Ranging in age from an infant to teenagers, then, the five "females" -- "young girls" we suppose would be another way to say it -- and that man of uncertain age lay scattered about the house. And yet for some reason our mind lingers on the one who remained alive, the wounded woman who "refused treatment." We imagine her lying semi-dazed, perhaps half-propped up, or perhaps not, perhaps she is standing, only grazed by a bullet or perforated by flying glass. When she "refused treatment" as "it" said, "it" in this instance referring to the military, such a large thing to be compunded into a single "it," that pronoun ought to be capitalized, was she nobly waving aside offers of help, determined to show that her wounds were no large matter, to show that she understood that the fight for freedom must go on, and that more blood than hers had been, must and will again be shed? Or was she in shock, shaking her head silently, unable to speak, her mind still stuttering over the deaths that had minutes taken place in front of her? Did she cower fearfully, believing that the soldiers were only luring her to prison or some worse horror? Or did she weep with rage, and spit on the awkward young soldier who bent over her with his brow furrowed, chewing his lip nervously, uncomfortably aware that the woman's family, insurgent or no, terrorist or no, had been blown apart just now, just now? The infant too -- her own daughter? A sister, a niece? Or only a neighbor, stopping by or receiving her own visit from next door? The infant was no insurgent or terrorist, not yet, perhaps able to walk but certainly not able to fight, not yet, one day maybe, not yet.

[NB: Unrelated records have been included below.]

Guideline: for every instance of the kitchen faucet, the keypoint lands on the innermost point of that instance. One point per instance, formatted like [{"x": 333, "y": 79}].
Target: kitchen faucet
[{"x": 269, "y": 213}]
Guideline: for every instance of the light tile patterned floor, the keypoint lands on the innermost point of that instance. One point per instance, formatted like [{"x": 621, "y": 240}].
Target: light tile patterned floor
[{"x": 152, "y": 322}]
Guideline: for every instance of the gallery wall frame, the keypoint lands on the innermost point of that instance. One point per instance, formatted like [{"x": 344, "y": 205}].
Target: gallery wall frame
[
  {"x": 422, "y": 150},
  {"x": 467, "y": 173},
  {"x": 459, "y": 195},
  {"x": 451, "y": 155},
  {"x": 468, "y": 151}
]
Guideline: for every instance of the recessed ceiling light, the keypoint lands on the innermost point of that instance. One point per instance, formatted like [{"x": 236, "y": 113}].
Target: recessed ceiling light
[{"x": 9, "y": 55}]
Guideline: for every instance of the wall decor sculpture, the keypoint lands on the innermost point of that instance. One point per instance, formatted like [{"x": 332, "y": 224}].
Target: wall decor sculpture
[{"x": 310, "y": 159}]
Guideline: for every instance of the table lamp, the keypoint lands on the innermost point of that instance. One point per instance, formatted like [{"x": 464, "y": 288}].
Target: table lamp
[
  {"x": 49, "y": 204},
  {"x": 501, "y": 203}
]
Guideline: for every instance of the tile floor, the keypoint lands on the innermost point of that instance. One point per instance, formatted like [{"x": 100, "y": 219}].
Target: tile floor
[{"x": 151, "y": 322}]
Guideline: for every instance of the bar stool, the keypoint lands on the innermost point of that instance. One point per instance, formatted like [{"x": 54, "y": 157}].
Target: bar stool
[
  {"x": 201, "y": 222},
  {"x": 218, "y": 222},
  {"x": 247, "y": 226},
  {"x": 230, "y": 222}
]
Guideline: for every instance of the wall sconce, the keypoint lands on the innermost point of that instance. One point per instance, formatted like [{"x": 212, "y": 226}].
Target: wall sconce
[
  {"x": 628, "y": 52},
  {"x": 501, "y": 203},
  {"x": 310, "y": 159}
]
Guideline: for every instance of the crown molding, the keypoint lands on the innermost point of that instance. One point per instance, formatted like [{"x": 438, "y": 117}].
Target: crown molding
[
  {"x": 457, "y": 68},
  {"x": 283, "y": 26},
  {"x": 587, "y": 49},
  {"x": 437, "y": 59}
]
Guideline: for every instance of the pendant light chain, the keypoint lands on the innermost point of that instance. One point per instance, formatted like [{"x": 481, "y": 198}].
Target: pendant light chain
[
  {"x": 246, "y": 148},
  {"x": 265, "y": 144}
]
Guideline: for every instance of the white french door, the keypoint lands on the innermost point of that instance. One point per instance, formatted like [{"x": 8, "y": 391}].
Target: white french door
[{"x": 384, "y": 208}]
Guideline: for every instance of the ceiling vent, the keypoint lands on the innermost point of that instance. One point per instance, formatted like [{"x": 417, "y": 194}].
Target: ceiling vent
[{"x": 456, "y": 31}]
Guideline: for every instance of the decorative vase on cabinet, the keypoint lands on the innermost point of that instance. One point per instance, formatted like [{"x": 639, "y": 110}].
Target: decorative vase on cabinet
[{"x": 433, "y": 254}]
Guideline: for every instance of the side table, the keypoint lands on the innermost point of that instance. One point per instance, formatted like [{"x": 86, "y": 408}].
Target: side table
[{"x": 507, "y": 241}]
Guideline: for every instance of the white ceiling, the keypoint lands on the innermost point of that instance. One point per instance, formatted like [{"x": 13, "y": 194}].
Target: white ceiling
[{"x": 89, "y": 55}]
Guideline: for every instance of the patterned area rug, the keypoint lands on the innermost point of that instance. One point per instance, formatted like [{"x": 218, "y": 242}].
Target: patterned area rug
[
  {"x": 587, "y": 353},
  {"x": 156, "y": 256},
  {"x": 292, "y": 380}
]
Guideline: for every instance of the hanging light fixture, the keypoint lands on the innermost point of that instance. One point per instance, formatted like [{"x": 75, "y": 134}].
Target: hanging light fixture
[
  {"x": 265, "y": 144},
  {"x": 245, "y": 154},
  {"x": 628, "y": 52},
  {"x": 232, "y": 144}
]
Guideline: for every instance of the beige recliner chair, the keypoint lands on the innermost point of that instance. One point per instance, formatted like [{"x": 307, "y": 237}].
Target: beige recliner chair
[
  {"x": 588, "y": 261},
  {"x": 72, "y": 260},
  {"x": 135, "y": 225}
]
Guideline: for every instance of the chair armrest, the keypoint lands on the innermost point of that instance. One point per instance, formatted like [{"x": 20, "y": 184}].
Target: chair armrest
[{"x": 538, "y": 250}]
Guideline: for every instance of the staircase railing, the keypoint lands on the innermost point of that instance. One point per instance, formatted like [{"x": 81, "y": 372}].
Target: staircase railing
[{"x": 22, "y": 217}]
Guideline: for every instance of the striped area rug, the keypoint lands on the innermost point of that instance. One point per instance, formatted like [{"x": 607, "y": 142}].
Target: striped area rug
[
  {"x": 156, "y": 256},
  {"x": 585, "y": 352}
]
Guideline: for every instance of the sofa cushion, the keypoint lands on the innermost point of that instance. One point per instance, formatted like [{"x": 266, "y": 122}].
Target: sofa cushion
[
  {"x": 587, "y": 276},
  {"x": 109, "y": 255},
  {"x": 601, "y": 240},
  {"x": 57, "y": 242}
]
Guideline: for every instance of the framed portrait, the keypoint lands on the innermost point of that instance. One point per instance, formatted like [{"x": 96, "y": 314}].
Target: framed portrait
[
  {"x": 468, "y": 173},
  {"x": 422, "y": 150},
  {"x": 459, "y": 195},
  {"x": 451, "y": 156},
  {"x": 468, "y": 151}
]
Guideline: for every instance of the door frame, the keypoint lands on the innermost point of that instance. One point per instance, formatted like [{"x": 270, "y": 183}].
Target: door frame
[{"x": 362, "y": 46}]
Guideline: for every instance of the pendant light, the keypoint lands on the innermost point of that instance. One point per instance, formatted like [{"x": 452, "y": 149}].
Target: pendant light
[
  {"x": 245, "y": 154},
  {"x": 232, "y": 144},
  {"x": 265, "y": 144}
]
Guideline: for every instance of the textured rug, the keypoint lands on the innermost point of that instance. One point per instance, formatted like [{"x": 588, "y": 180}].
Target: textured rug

But maybe all was just and these deaths were necessary. Possibly they were all guilty of something. The infant only by association, but still that seems to be enough these days. And maybe freedom and democracy will redeem all one day. But, if that is the case, how long will it be before that woman is able to add up and compare the worth of death and life, understand the arithmetic written out in fire, blood and metal all around her? Can she read? How much of the world has she had time or education to comprehend, up until now? Perhaps she understood nothing, only knew that one day she woke up to find that a great target had been painted on the land, and that bullets were raining down on it for reasons of which she knew nothing, and that her family and friends had transformed, somehow, to criminals in the eyes of some great Other, that It we mentioned, criminals who whatever their crimes had been adjudged worthy only of death, and she with them.
How severe were the wounds for which she refused treatment? Is she alive now? Perhaps she should have accepted the help, if only to try her hardest to live long enough, perhaps, to understand.
1 Comments:
Great post, very powerful. It certainly is harder to think about war if you actually think about the people being hurt.